Today’s political class also has a curious relationship with their perceptions of power.They present themselves as perpetually besieged victims. Harassed by nameless bureaucrats, journalists, academics, and the very government which they are paid to serve. The irony would be delicious if it weren’t so common and so schizophrenic! No one is more eager to claim victimhood than the one holding the microphone! The rebellious martyr feeding at the public trough. How disgusting and uncivil is that? It’s all just performative art, cynically calculated to appeal to society’s darker angels. And sadly, the audience, now accustomed to this crass behavior, eats it up hook, line, and sinker.
I’m espcially troubled by the “moral” certainty we see in today’s public discourse. Today’s political leaders do not arrive at reasonable conclusions, they pronounce them. The tone of their discourse suggests not reasoned thought, but rather divine transmission. Alas, this approach is deeply comforting to folks who are exhausted by ambiguity, and who long for certainty. It’s also intellectually dishonest and a highly uncivil approach to political dialogue. Ignorance, in my view, wants to learn. Ignorance can be educated. Certainty, on the other hand, does not require study, does not tolerate reasoned debate, dismisses historical data, and scoffs and rejects intellectual appeal.
Virtue, civility, and common sense are all first cousins. Yet, with the recent demise of public civility, thoughtfulness has become suspicion, and expertise has become elitism. Anyone who pauses to consider the evidence, data, and historical facts is accused of having hidden agendas. In this world devoid of civility, the one who shouts with certainty is celebrated for authenticity.
Without civility there can be no shame. Without the emotion of shame, public humility, reason, and fairness are but fleeting dreams of a bygone era.
Well now, I could go on endlessly describing my disgust at the decline of civil discourse in our country and indeed the world, but expressing disgust alone does not make much of a contribution. So, allow me to offer a tongue-in-cheek idea that has been marinating in my mind all my life.
Due to, in my view, a correctly decided Supreme Court case involving the separation of Church and State, we can no longer display the Ten Commandments or any other biblical wisdom, in public buildings. So, I have an idea!
Since public civility is dead, and common sense is in short supply, perhaps the wisdom of my sainted Grandmother, which she no doubt obtained from her forbearers based on the Holy Scriptures, should be placed in all public buildings. Maybe her words could shame folks into better behavior, like they have done for me all these years.

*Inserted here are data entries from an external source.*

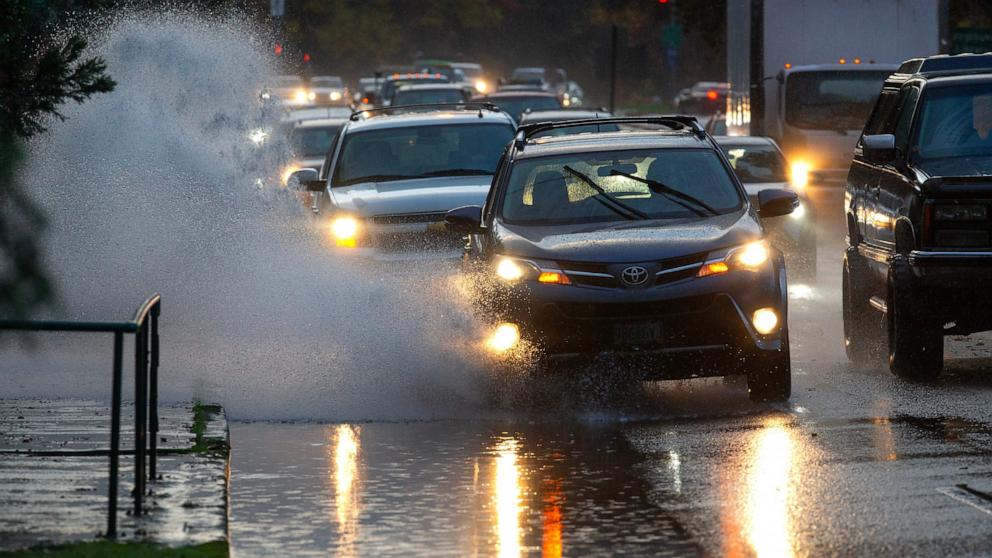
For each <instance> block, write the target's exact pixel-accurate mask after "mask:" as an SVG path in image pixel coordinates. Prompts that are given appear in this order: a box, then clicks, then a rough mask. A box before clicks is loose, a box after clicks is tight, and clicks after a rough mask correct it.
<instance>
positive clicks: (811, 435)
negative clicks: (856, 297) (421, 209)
mask: <svg viewBox="0 0 992 558" xmlns="http://www.w3.org/2000/svg"><path fill="white" fill-rule="evenodd" d="M823 196H824V197H825V200H826V201H824V200H820V202H821V203H827V202H829V203H839V201H838V200H837V199H833V201H830V200H831V199H832V198H830V196H835V197H836V196H839V192H828V193H825V194H823ZM821 223H822V224H824V225H825V226H824V228H823V229H822V230H821V238H820V242H821V246H820V249H821V252H820V254H821V256H820V269H821V274H820V276H819V277H818V279H817V280H816V281H810V282H806V283H799V282H795V283H793V285H792V288H791V289H790V294H791V306H790V318H791V334H792V338H793V367H794V368H793V373H794V380H793V381H794V391H793V398H792V401H791V402H790V404H788V405H774V406H768V405H753V404H751V403H749V402H748V401H747V398H746V395H745V392H744V387H743V386H742V385H741V384H740V383H739V382H732V381H731V382H724V381H722V380H719V379H716V380H712V379H711V380H697V381H688V382H669V383H660V384H645V385H643V386H639V387H637V388H635V389H633V390H631V392H630V393H624V394H622V395H621V396H619V397H616V396H614V397H612V398H610V399H609V401H607V402H605V403H603V402H600V403H598V404H597V405H594V407H595V408H586V407H582V406H579V405H572V406H569V405H565V406H563V407H558V406H555V407H554V408H553V410H551V411H548V410H546V409H544V410H535V409H533V408H528V409H524V410H519V411H517V410H513V411H512V413H513V415H512V416H507V414H506V413H505V412H503V411H498V412H497V411H492V412H489V411H485V410H481V411H480V417H479V418H478V419H477V420H451V421H446V420H438V421H430V422H397V423H362V424H313V423H304V424H282V423H280V424H276V423H235V424H233V425H232V440H233V444H234V455H233V464H232V468H233V471H232V509H233V521H232V525H231V531H232V533H231V534H232V543H233V548H234V550H235V552H236V554H237V556H241V557H244V556H270V555H314V556H318V555H319V556H326V555H328V554H330V555H339V556H350V555H371V556H380V555H394V556H401V555H402V556H408V555H431V556H439V555H446V556H493V555H498V556H524V555H526V556H535V555H541V556H552V557H556V556H585V555H612V554H625V555H643V556H659V555H660V556H665V555H670V556H692V555H707V556H732V557H745V556H759V557H788V556H818V555H831V556H849V555H857V556H904V555H920V556H945V555H957V556H985V555H988V554H989V541H992V427H990V424H992V409H990V406H989V405H988V401H989V394H990V392H992V370H990V369H992V366H990V364H992V361H989V360H987V359H974V358H967V357H973V356H975V355H976V354H980V351H981V350H982V349H983V343H985V341H983V340H982V339H978V340H974V339H973V340H971V341H968V342H962V341H961V340H956V339H950V340H948V354H949V355H950V356H951V357H956V358H955V359H953V360H950V361H949V363H948V368H947V372H946V374H945V376H944V377H943V379H942V380H941V381H940V382H939V383H937V384H936V385H921V384H911V383H907V382H904V381H901V380H899V379H897V378H895V377H893V376H892V375H891V374H889V373H888V371H886V370H884V369H883V368H882V367H881V365H880V366H879V367H878V368H875V369H865V368H857V367H855V366H853V365H851V364H850V363H848V362H847V360H846V358H845V357H844V354H843V346H842V344H841V323H840V307H839V305H838V300H839V277H838V275H839V273H838V270H839V257H838V256H839V254H840V246H841V242H842V241H843V233H842V232H841V231H842V229H841V227H840V224H839V223H838V222H830V221H829V220H826V221H825V222H823V221H821ZM986 339H987V338H986ZM563 397H565V398H567V397H568V395H567V394H564V395H563ZM563 409H565V410H563ZM569 409H570V410H569Z"/></svg>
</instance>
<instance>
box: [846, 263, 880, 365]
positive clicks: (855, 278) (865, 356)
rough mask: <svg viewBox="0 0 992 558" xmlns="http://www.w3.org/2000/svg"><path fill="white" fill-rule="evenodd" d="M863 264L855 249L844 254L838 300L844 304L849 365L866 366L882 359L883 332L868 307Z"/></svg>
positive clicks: (876, 320)
mask: <svg viewBox="0 0 992 558" xmlns="http://www.w3.org/2000/svg"><path fill="white" fill-rule="evenodd" d="M870 279H871V278H870V277H869V275H868V270H867V269H866V266H865V261H864V260H863V259H862V257H861V255H860V254H858V253H857V249H856V248H848V249H847V250H846V251H845V253H844V272H843V275H842V277H841V297H842V300H843V305H844V350H845V352H847V358H848V359H850V361H851V362H855V363H858V364H865V363H868V362H871V361H874V360H877V359H879V358H880V357H881V356H882V351H883V349H882V344H883V342H884V341H885V339H884V337H883V333H884V329H883V324H882V319H881V316H879V315H878V312H876V311H875V309H873V308H871V306H869V304H868V299H869V294H868V293H869V292H870V290H869V288H868V285H869V281H870Z"/></svg>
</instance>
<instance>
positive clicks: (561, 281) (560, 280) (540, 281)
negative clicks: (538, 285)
mask: <svg viewBox="0 0 992 558" xmlns="http://www.w3.org/2000/svg"><path fill="white" fill-rule="evenodd" d="M537 281H538V282H539V283H558V284H559V285H571V284H572V282H571V281H570V280H569V279H568V276H567V275H565V274H564V273H558V272H557V271H542V272H541V274H540V275H538V276H537Z"/></svg>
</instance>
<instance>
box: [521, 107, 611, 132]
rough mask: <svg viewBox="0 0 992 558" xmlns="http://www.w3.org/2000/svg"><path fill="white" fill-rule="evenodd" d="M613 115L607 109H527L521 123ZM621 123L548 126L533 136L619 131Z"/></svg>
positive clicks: (522, 125)
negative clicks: (582, 109)
mask: <svg viewBox="0 0 992 558" xmlns="http://www.w3.org/2000/svg"><path fill="white" fill-rule="evenodd" d="M612 116H613V115H612V114H610V113H609V112H607V111H594V110H533V111H527V112H525V113H524V115H523V116H522V117H521V118H520V125H521V126H524V125H526V124H534V123H536V122H567V121H569V120H596V119H600V118H611V117H612ZM619 131H620V125H619V124H616V123H610V122H607V123H603V124H589V125H587V126H561V127H558V128H548V129H546V130H542V131H540V132H537V133H536V134H534V135H532V136H531V137H533V138H540V137H547V136H564V135H571V134H584V133H601V132H619Z"/></svg>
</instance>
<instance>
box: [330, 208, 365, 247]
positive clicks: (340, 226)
mask: <svg viewBox="0 0 992 558" xmlns="http://www.w3.org/2000/svg"><path fill="white" fill-rule="evenodd" d="M360 228H361V226H360V225H359V223H358V219H355V218H354V217H351V216H345V217H335V218H334V220H333V221H331V236H333V237H334V243H335V244H336V245H337V246H343V247H346V248H354V247H355V244H356V241H357V239H358V232H359V229H360Z"/></svg>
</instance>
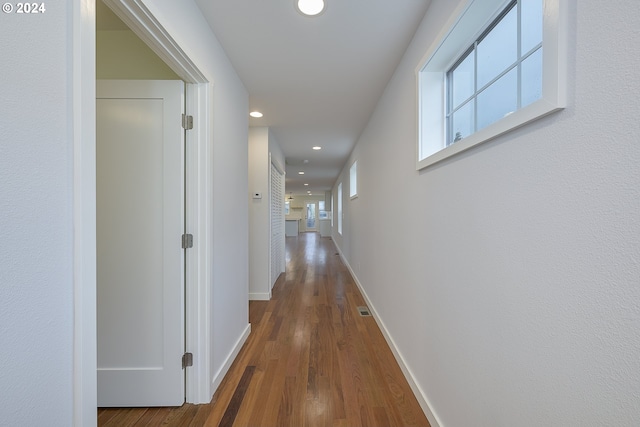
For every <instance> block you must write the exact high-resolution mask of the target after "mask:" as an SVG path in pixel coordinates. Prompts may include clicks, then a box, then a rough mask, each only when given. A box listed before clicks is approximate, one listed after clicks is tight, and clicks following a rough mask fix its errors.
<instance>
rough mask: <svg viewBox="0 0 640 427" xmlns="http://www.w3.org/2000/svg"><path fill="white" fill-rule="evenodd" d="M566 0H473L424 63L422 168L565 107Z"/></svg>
mask: <svg viewBox="0 0 640 427" xmlns="http://www.w3.org/2000/svg"><path fill="white" fill-rule="evenodd" d="M563 7H566V2H561V1H560V0H509V1H507V2H505V0H472V1H471V2H469V3H468V4H467V6H465V7H464V8H463V9H462V10H461V11H460V12H458V13H455V14H454V16H453V17H452V19H451V20H450V23H449V24H447V26H448V28H449V31H447V32H445V33H444V34H445V35H444V37H442V38H441V39H439V40H437V41H436V42H435V43H434V44H433V45H432V46H431V48H430V49H429V51H428V52H427V55H426V56H425V58H426V60H425V61H423V63H422V65H421V66H419V67H418V70H417V73H418V91H419V94H418V98H419V106H418V109H419V121H418V126H419V132H418V133H419V138H418V147H417V156H418V158H417V165H416V166H417V169H422V168H424V167H426V166H428V165H430V164H433V163H436V162H438V161H440V160H443V159H445V158H447V157H449V156H451V155H453V154H456V153H458V152H461V151H464V150H467V149H469V148H471V147H473V146H475V145H477V144H480V143H482V142H484V141H487V140H489V139H491V138H494V137H496V136H498V135H501V134H503V133H505V132H508V131H509V130H511V129H514V128H517V127H519V126H522V125H524V124H526V123H529V122H531V121H533V120H536V119H538V118H540V117H542V116H544V115H546V114H549V113H551V112H553V111H557V110H559V109H561V108H563V107H564V105H565V97H564V94H563V89H564V74H565V72H564V69H565V65H564V50H565V48H564V37H563V33H562V30H563V29H564V27H565V26H564V25H563V19H565V15H566V13H565V12H564V10H563V9H562V8H563Z"/></svg>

Imagine, a posting on all state capitols and legislative chambers, and the nation’s Capitol and the Senate and House chambers, and the White House (especially the White House) that simply says:
MIND YOUR MANNERS!
Or perhaps:
Y’ALL BE SWEET NOW!
Or maybe:
DON’T GET TOO BIG FOR YOUR BRITCHES!
Or even:
DON’T FORGET YOUR RAISING!
I’m certain this effort would survive all Constitutional challenges and would do a great deal toward reviving civility. A little common sense might even make a difference and give hope to a hopeless situation.
My Grandmother’s words ring true in my ears daily and go a long way toward taming my sometimes not-so-noble passions. I’ll bet your mother’s and grandmother’s words have had a similar profound impact.
So, why don’t we all give it a try? Our blood pressure will thank us.